AI Translates Human Brain Signals to Text

UCSF neuroscientists' brain-computer interface decodes at natural-speech rates.

Posted Apr 05, 2020

Geralt/Pixabay
Source: Geralt/Pixabay

Can technology and neuroscience one day enable people to silently type using only the mind? Now scientists are one step closer towards a computer interface driven by human thoughts. Neuroscientists at the University of California, San Francisco (UCSF) published a study last week in Nature Neuroscience that shows how their brain-computer interface (BCI) is able to translate human brain activity into text with relatively high accuracy and at natural-speech rates using artificial intelligence (AI) machine learning.

Neuroscience researchers Edward Chang, David Moses and Joseph Makin at the UCSF Center for Integrative Neuroscience, and Department of Neurological Surgery conducted their breakthrough study with funding in part from Facebook Reality Labs. Three years ago, Facebook announced at F8, an annual developer event focused on the future of technology, its initiatives in developing brain-computer interfaces via supporting a team of UCSF researchers who aim to help patients with brain damage to communicate. Ultimately, Facebook’s vision is to create a wearable device that non-invasively enables people to type by imagining themselves talking.  

To achieve their recent breakthrough, the UCSF researchers used the approach of decoding a sentence at a time, similar to how modern machine translating algorithms work. To test their hypothesis, they trained a model using brain signals from electrocorticograms (ECoGs) during speech production and transcriptions of the corresponding spoken sentences. They used a restricted language limited to 30-50 unique sentences.

The participants of the study were four consenting patients at UCSF Medical Center who were already undergoing treatment for epilepsy and under clinical monitoring for seizures. The participants read sentences that were displayed on a computer screen out loud.
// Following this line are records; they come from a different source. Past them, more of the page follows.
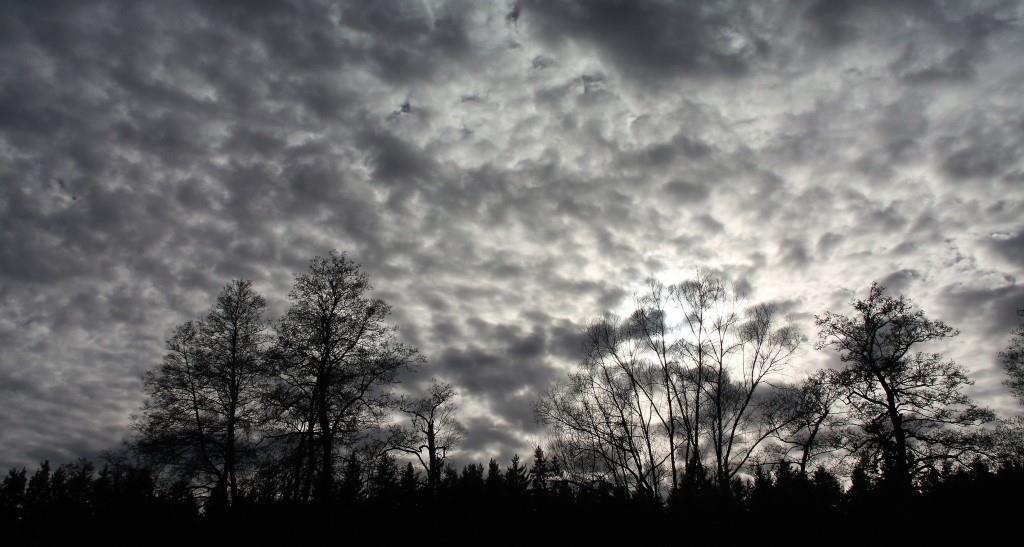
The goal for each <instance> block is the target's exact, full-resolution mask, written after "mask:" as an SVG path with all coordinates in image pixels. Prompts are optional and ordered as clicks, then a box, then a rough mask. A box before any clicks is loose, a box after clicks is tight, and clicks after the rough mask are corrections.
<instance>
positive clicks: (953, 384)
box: [816, 283, 992, 490]
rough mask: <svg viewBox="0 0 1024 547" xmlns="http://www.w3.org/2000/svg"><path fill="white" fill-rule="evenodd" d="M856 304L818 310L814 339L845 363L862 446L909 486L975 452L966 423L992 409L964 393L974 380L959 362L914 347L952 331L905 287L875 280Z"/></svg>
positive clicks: (851, 399)
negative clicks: (918, 307)
mask: <svg viewBox="0 0 1024 547" xmlns="http://www.w3.org/2000/svg"><path fill="white" fill-rule="evenodd" d="M853 310H854V313H853V314H852V315H850V317H847V315H841V314H838V313H833V312H825V313H824V314H823V315H818V317H816V324H817V326H818V336H819V340H818V343H817V347H819V348H833V349H835V350H837V351H838V352H839V355H840V359H841V360H842V361H843V363H844V364H846V368H845V369H843V371H842V372H841V373H840V375H839V381H840V383H841V384H842V386H843V388H844V390H845V395H844V396H845V398H846V403H847V405H848V407H849V410H850V415H851V419H852V420H853V421H854V422H855V423H856V424H857V425H858V428H859V431H860V432H861V433H862V434H863V438H862V443H861V445H862V448H863V449H864V450H866V451H868V452H870V454H872V455H873V456H876V457H877V458H879V459H880V460H881V461H882V462H883V463H884V464H885V466H886V467H889V468H890V472H891V477H892V478H893V479H895V483H896V485H898V486H899V487H900V488H902V489H907V490H908V489H909V488H910V487H911V485H912V480H913V478H914V477H915V476H918V475H919V474H920V473H922V472H923V471H925V470H928V469H931V468H934V467H935V466H936V465H937V464H938V463H941V462H943V461H949V460H956V459H961V458H963V457H972V455H973V454H975V453H974V449H976V448H977V443H978V441H979V437H978V435H977V434H976V433H972V432H971V431H970V430H969V429H968V428H969V427H970V426H976V425H978V424H981V423H983V422H986V421H989V420H991V419H992V413H991V412H989V411H987V410H985V409H982V408H980V407H978V406H977V405H975V404H974V403H973V402H972V401H971V399H970V398H969V397H968V396H967V395H966V394H965V393H964V389H965V388H966V387H967V386H969V385H971V384H972V383H973V382H972V381H971V380H970V378H968V376H967V372H966V371H965V370H964V369H963V368H962V367H959V366H958V365H956V364H954V363H952V362H950V361H945V360H943V357H942V355H941V354H940V353H928V352H923V351H914V349H915V348H916V347H919V346H920V345H921V344H924V343H926V342H931V341H935V340H941V339H945V338H949V337H952V336H955V335H956V334H957V331H956V330H955V329H953V328H952V327H949V326H948V325H946V324H945V323H942V322H941V321H933V320H930V319H928V318H926V317H925V313H924V311H922V310H920V309H914V307H913V304H912V303H911V302H910V301H909V300H907V299H906V298H904V297H903V296H902V295H901V296H897V297H893V296H888V295H886V294H885V288H884V287H882V286H880V285H879V284H877V283H876V284H871V287H870V289H869V291H868V295H867V298H866V299H863V300H856V301H854V302H853Z"/></svg>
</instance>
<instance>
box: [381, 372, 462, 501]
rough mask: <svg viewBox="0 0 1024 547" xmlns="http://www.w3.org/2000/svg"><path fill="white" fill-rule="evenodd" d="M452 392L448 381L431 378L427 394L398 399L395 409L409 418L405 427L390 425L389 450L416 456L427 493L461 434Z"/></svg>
mask: <svg viewBox="0 0 1024 547" xmlns="http://www.w3.org/2000/svg"><path fill="white" fill-rule="evenodd" d="M456 395H457V393H456V391H455V388H453V387H452V384H447V383H438V382H437V381H436V380H433V381H432V382H431V384H430V391H429V392H428V393H427V396H425V397H422V398H409V397H406V398H402V399H401V401H400V402H399V403H398V410H399V411H401V412H402V413H403V414H406V415H407V416H408V417H409V419H410V421H411V422H412V423H411V424H410V425H409V427H398V426H395V427H393V428H392V429H391V431H392V443H393V450H396V451H399V452H403V453H406V454H412V455H414V456H416V458H417V459H418V460H419V461H420V464H421V465H422V466H423V469H424V471H426V473H427V486H428V488H429V489H430V493H431V495H434V494H435V493H436V492H437V483H438V482H439V481H440V477H441V469H443V468H444V461H445V459H446V458H447V455H449V453H450V452H451V451H452V450H453V449H455V447H456V446H457V445H458V444H459V443H460V441H461V440H462V438H463V436H464V435H465V430H464V429H463V427H462V424H460V423H459V421H458V420H457V419H456V417H455V414H456V411H457V410H458V406H457V405H456V402H455V398H456Z"/></svg>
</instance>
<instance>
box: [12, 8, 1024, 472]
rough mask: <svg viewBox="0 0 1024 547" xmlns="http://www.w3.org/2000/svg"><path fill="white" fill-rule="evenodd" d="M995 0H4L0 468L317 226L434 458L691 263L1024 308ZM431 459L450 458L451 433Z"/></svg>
mask: <svg viewBox="0 0 1024 547" xmlns="http://www.w3.org/2000/svg"><path fill="white" fill-rule="evenodd" d="M1022 17H1024V6H1022V4H1021V3H1019V2H1009V1H1007V2H968V1H948V2H925V1H910V0H901V1H881V0H879V1H859V2H841V1H796V2H773V1H764V2H760V1H759V2H658V1H649V2H626V1H611V0H595V1H586V2H585V1H582V0H580V1H570V0H564V1H562V0H536V1H521V2H518V3H513V2H508V1H505V2H502V1H499V2H473V1H468V0H467V1H419V0H409V1H400V2H399V1H379V0H378V1H372V2H371V1H367V2H330V1H316V0H310V1H302V2H299V1H294V2H287V1H253V0H247V1H236V2H188V1H184V0H175V1H165V2H129V1H125V2H116V1H82V2H49V1H31V2H30V1H10V2H5V3H4V8H3V9H2V10H0V310H2V313H0V468H6V467H10V466H14V465H30V466H32V465H35V463H37V462H39V461H40V460H42V459H50V460H51V461H55V462H62V461H69V460H72V459H74V458H75V457H77V456H83V455H90V454H96V453H98V452H100V451H102V450H105V449H110V448H116V447H117V446H118V444H119V443H121V440H122V439H123V438H125V436H126V435H127V434H128V433H129V423H130V420H131V416H132V415H133V414H134V413H137V412H138V410H139V407H140V405H141V402H142V398H143V393H142V389H141V380H140V377H141V375H142V373H143V372H144V371H146V370H148V369H152V368H154V367H156V366H158V365H159V364H160V362H161V360H162V356H163V354H164V352H165V350H164V341H165V340H166V338H167V337H168V336H169V335H170V333H171V330H172V329H173V328H174V326H176V325H178V324H180V323H182V322H184V321H187V320H190V319H196V318H199V317H201V315H203V314H204V313H205V311H206V310H207V309H209V307H210V306H211V305H212V304H213V302H214V299H215V297H216V295H217V293H218V292H219V290H220V288H221V287H223V285H224V284H226V283H227V282H228V281H230V280H232V279H236V278H243V279H249V280H252V281H253V283H254V286H255V288H256V290H258V291H259V292H261V293H262V294H263V295H264V296H265V297H266V298H267V300H268V312H267V315H268V319H269V320H273V319H274V318H275V317H279V315H280V314H281V313H282V312H283V311H284V309H285V308H286V307H287V305H288V302H287V293H288V290H289V287H290V285H291V283H292V280H293V277H294V275H295V273H298V272H301V271H302V270H304V269H305V268H306V267H307V264H308V261H309V259H310V258H311V257H313V256H315V255H323V254H326V253H328V252H329V251H331V250H332V249H336V250H338V251H339V252H342V251H343V252H346V253H347V254H348V256H349V257H350V258H352V259H353V260H355V261H357V262H359V263H360V264H361V265H362V268H364V270H365V271H366V272H367V273H368V275H369V276H370V279H371V281H372V284H373V285H374V288H375V290H374V294H375V295H376V296H379V297H381V298H384V299H385V300H386V301H388V302H389V303H390V304H391V306H392V315H391V321H392V322H393V323H394V324H395V325H396V326H397V327H398V329H399V333H400V336H401V337H402V339H403V340H406V341H407V342H409V343H411V344H414V345H416V346H417V347H419V348H420V350H421V351H422V352H423V354H424V355H425V356H426V357H427V360H428V364H427V365H426V366H425V371H421V372H420V374H419V375H417V376H413V377H410V378H409V380H408V381H407V382H406V384H404V387H406V388H407V389H411V390H415V389H417V387H418V386H421V385H422V383H423V381H424V378H427V377H428V376H436V377H438V378H440V379H442V380H446V381H449V382H452V383H453V384H454V385H455V387H456V389H457V390H458V391H459V393H460V404H461V411H460V412H461V413H460V417H461V420H462V422H463V423H464V425H465V426H466V427H467V429H468V430H469V433H468V434H467V436H466V438H465V440H464V443H463V446H462V451H461V452H460V453H459V455H458V457H459V458H460V459H462V460H463V461H486V459H487V458H489V457H496V458H499V460H505V461H507V460H508V459H509V458H510V457H511V455H512V453H515V452H518V453H519V454H521V455H523V456H525V455H526V454H528V453H529V451H530V449H531V447H532V446H534V445H536V444H538V443H540V441H542V440H543V438H544V429H543V427H542V426H541V425H539V424H538V423H537V422H536V420H535V417H534V412H532V408H534V404H535V402H536V401H537V397H538V395H540V394H541V393H542V392H544V390H545V389H547V388H548V387H549V386H551V385H552V384H553V382H557V381H559V380H560V379H562V378H564V376H565V373H566V370H567V369H568V368H569V367H571V365H572V364H573V363H575V362H578V361H579V359H580V354H581V340H582V338H581V334H582V331H583V329H584V328H585V326H586V325H587V324H588V322H590V321H592V320H593V319H595V318H598V317H600V315H601V314H602V313H605V312H609V311H610V312H618V313H623V312H626V311H628V310H629V308H630V305H631V303H632V301H633V298H634V295H636V294H637V293H638V291H640V290H642V288H643V282H644V280H645V279H646V278H648V277H654V278H656V279H658V280H660V281H663V282H665V283H677V282H680V281H683V280H686V279H689V278H691V277H692V276H693V272H694V271H695V270H696V268H698V267H702V268H708V269H711V270H714V271H718V272H721V275H722V276H723V277H725V278H726V279H728V280H729V281H730V282H732V283H736V284H738V285H739V286H741V287H744V288H745V292H746V294H748V298H749V299H750V300H751V301H772V302H776V303H777V304H779V306H780V308H781V309H783V310H784V311H785V312H786V313H787V314H790V317H791V318H792V319H793V321H794V322H796V324H797V326H798V327H800V328H801V330H802V332H803V333H804V334H805V335H806V336H807V342H806V343H805V344H804V346H803V348H802V349H801V351H800V352H799V353H798V355H797V357H796V359H795V361H794V364H793V372H792V373H791V379H798V378H799V377H800V375H801V374H803V373H805V372H807V371H809V370H811V369H813V368H815V367H818V366H821V365H822V364H823V363H826V362H827V361H828V359H830V357H829V356H828V355H827V354H825V353H824V352H822V351H817V350H815V349H814V348H813V342H814V339H815V332H814V324H813V317H814V314H815V313H822V312H824V311H825V310H833V311H838V312H846V311H847V310H848V309H849V305H850V302H851V300H852V299H854V298H856V297H862V296H864V295H865V294H866V289H867V287H868V285H869V284H870V283H871V282H872V281H879V282H881V283H883V284H884V285H886V286H887V287H888V288H889V290H890V292H892V293H901V294H904V295H906V296H908V297H909V298H911V299H912V300H913V301H914V302H915V303H916V304H918V305H919V306H920V307H921V308H922V309H924V310H925V311H926V313H927V314H928V315H929V317H930V318H932V319H939V320H942V321H945V322H947V323H949V324H950V325H952V326H953V327H956V328H958V329H959V331H961V334H959V336H958V337H956V338H954V339H953V340H951V341H948V343H945V344H942V345H941V346H939V350H941V351H943V352H944V354H945V355H947V356H949V357H950V359H953V360H955V361H956V362H957V363H959V364H961V365H963V366H965V367H966V368H967V369H968V370H970V371H971V376H972V378H973V379H974V380H975V381H976V384H975V385H974V386H973V387H972V389H971V393H972V394H973V395H974V396H975V397H977V398H978V401H980V402H982V403H983V404H985V405H988V406H989V407H991V408H993V409H995V410H997V411H999V412H1000V413H1001V414H1002V415H1011V414H1013V413H1016V412H1019V409H1018V408H1017V407H1016V406H1015V404H1014V402H1013V401H1012V399H1011V398H1010V397H1008V396H1007V394H1006V389H1005V388H1004V387H1002V385H1001V381H1002V374H1001V371H1000V369H999V367H998V360H997V352H998V351H999V350H1000V349H1002V348H1005V347H1006V346H1007V343H1008V341H1009V335H1010V331H1011V330H1012V329H1013V328H1014V327H1015V326H1016V325H1018V323H1019V319H1018V318H1017V314H1016V310H1017V309H1018V308H1021V307H1024V286H1022V285H1021V281H1020V277H1021V270H1022V267H1024V214H1022V213H1024V108H1022V107H1024V99H1022V97H1024V95H1022V94H1021V89H1024V32H1022V28H1021V27H1022ZM453 457H456V456H455V455H454V456H453Z"/></svg>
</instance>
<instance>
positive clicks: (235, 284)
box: [136, 280, 267, 506]
mask: <svg viewBox="0 0 1024 547" xmlns="http://www.w3.org/2000/svg"><path fill="white" fill-rule="evenodd" d="M265 306H266V303H265V301H264V299H263V297H262V296H260V295H259V294H257V293H256V292H255V291H254V290H253V288H252V283H251V282H249V281H242V280H237V281H232V282H230V283H228V284H227V285H226V286H225V287H224V288H223V290H222V291H221V293H220V295H219V296H218V297H217V301H216V303H215V304H214V306H213V308H212V309H211V310H210V311H209V313H208V314H207V317H206V318H205V319H204V320H203V321H199V322H187V323H184V324H182V325H180V326H179V327H177V328H176V329H175V331H174V334H173V335H172V336H171V338H170V339H168V341H167V349H168V353H167V354H166V356H165V357H164V363H163V365H162V366H161V367H160V368H159V369H157V370H154V371H148V372H146V374H145V376H144V378H143V384H144V388H145V391H146V394H147V395H148V397H147V399H146V403H145V405H144V407H143V410H142V416H141V417H140V418H139V419H138V421H137V422H136V429H137V430H138V432H139V438H138V439H137V447H138V448H140V449H141V450H142V452H143V453H144V454H146V455H147V456H150V457H151V458H154V459H155V460H156V461H160V462H163V463H166V464H169V465H171V466H173V467H175V468H177V470H178V472H179V473H180V474H181V476H185V477H188V478H189V479H194V480H198V483H197V486H199V487H202V488H206V489H208V490H210V494H211V499H212V500H213V501H214V503H220V504H223V505H225V506H229V505H232V504H233V503H234V502H236V501H237V500H238V498H239V479H238V476H239V466H240V463H241V461H242V460H243V459H244V457H245V456H246V455H247V454H246V451H247V449H248V448H249V441H250V440H251V438H250V435H251V434H252V433H253V432H254V428H255V426H256V421H257V415H258V412H259V408H258V403H259V397H260V393H261V384H262V382H264V381H265V379H266V377H267V375H266V371H265V369H264V361H263V351H264V346H265V344H264V336H265V325H264V322H263V318H262V313H263V309H264V308H265Z"/></svg>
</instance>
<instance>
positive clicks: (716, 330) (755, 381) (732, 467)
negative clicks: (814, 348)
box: [707, 304, 800, 491]
mask: <svg viewBox="0 0 1024 547" xmlns="http://www.w3.org/2000/svg"><path fill="white" fill-rule="evenodd" d="M746 317H748V319H746V321H745V322H741V321H740V319H739V315H738V313H734V312H732V311H726V312H724V313H721V314H720V315H719V317H718V318H716V320H715V321H714V323H713V325H712V330H711V332H712V334H713V336H712V340H711V348H712V366H711V369H712V370H711V379H710V380H711V381H710V382H708V384H707V385H708V389H707V394H708V398H709V402H710V410H711V413H710V416H709V418H710V420H711V428H710V433H711V441H712V448H713V451H714V457H715V465H716V468H715V476H716V478H717V480H718V483H719V487H720V488H722V489H723V490H726V491H727V490H728V487H729V482H730V481H731V480H732V478H733V477H735V476H736V474H737V473H738V472H739V471H740V470H742V469H743V467H744V465H745V464H746V462H748V461H749V460H750V459H751V457H752V456H753V455H754V452H755V451H756V450H757V449H758V447H759V446H760V445H761V444H762V443H763V441H764V440H765V439H766V438H768V437H769V436H770V435H773V434H774V433H775V432H776V431H778V430H779V428H781V427H783V426H785V425H786V424H787V423H788V422H790V421H791V420H792V419H793V417H788V416H785V415H780V414H778V413H776V412H773V407H772V401H771V399H770V398H765V399H764V401H759V399H758V398H757V397H758V395H759V393H761V391H763V389H762V388H763V387H764V386H765V384H766V381H767V378H769V377H770V376H771V375H773V374H777V373H779V372H781V371H782V369H783V368H784V366H785V365H786V364H787V363H788V361H790V359H791V357H792V356H793V353H794V351H796V349H797V347H798V345H799V342H800V338H799V336H798V334H797V331H796V330H795V329H794V328H793V327H792V326H788V325H784V324H781V323H780V321H779V320H778V313H777V310H776V308H775V306H773V305H771V304H758V305H755V306H753V307H752V308H751V309H750V310H749V311H748V313H746Z"/></svg>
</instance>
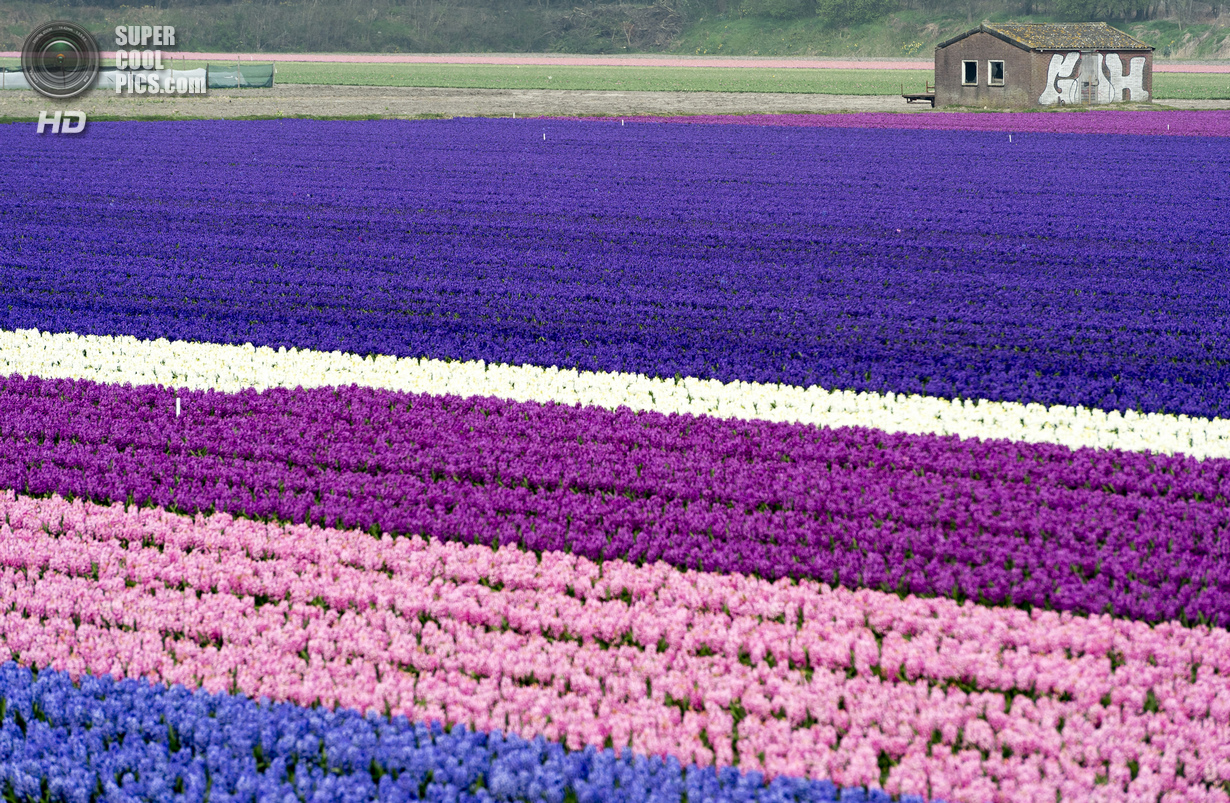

Two participants read sentences from a set with picture descriptions with 30 sentences and around 125 unique words, the remaining two read sentences from blocks of 50 (or 60 words in the final block) from the MOCHA-TIMIT dataset which has 460 sentences and 1800 unique words.

As the participants read out loud, their brain activity was recorded using ECoG arrays of 120–250 electrodes that were surgically implanted on each patient’s cortical surface. Specifically, three participants were implanted with 256-channel grids over perisylvian cortices, and one participant with a 128-channel grid located dorsal to the Sylvian fissure.

The ECoG array provided input data to the encoder-decoder style artificial neural network (ANN). The artificial neural network processed the sequences in three phases.

In the first phase, the ANN learns temporal convolutional filters to downsample the signals from the ECoG data. The reason why this is done is to potentially address the limitation of a feed-forward network that may arise with similar features that might occur at different points in the sequence of ECoG data. The filter produces a hundred feature sequences.

In the next phase, these sequences are passed to the encoder recurrent neural network (RNN) which learns to summarize the sequences in a final hidden state and provides a high-dimensional encoding of the entire sequence.

In the last phase, the high-dimensional state produced by the encoder RNN is transformed by a decoder recurrent neural network. This second recurrent neural network learns to predict the next word in a sequence.

Overall, the neural network is trained in a manner where the encoder’s output values are near the target mel frequency cepstral coefficient (MFCC) while at the same time, the decoder assigns high probability to each target word. Training is done using stochastic gradient descent through backpropagation.

The researchers reported that their system had achieved higher accuracy rates than other existing brain-machine interfaces. The UCSF neuroscientists reported that with their technique, speech could be decoded from ECoG data with word error rates as low as three percent on datasets with 250-word vocabularies. According to the USCF researchers, other existing brain-machine interfaces that were limited to “decoding correctly less than 40% of words.” According to the researchers, what sets this solution apart is that their neural network has learned to “identify words, not just sentences, from ECoG data, and therefore that generalization to decoding of novel sentences is possible.”

Today information is transmitted to computing devices by speech, touch screens and keyboard. Will smartphones and other computing devices one day be guided by thinking, versus typing, finger touches or speaking? Through the interdisciplinary combination of neuroscience and artificial intelligence machine learning, scientists are further along in developing technologies that not only may help those with locked-in syndrome and speech disabilities, but also transform how we all interact and engage with smartphones and computing devices in the not-so-distant future.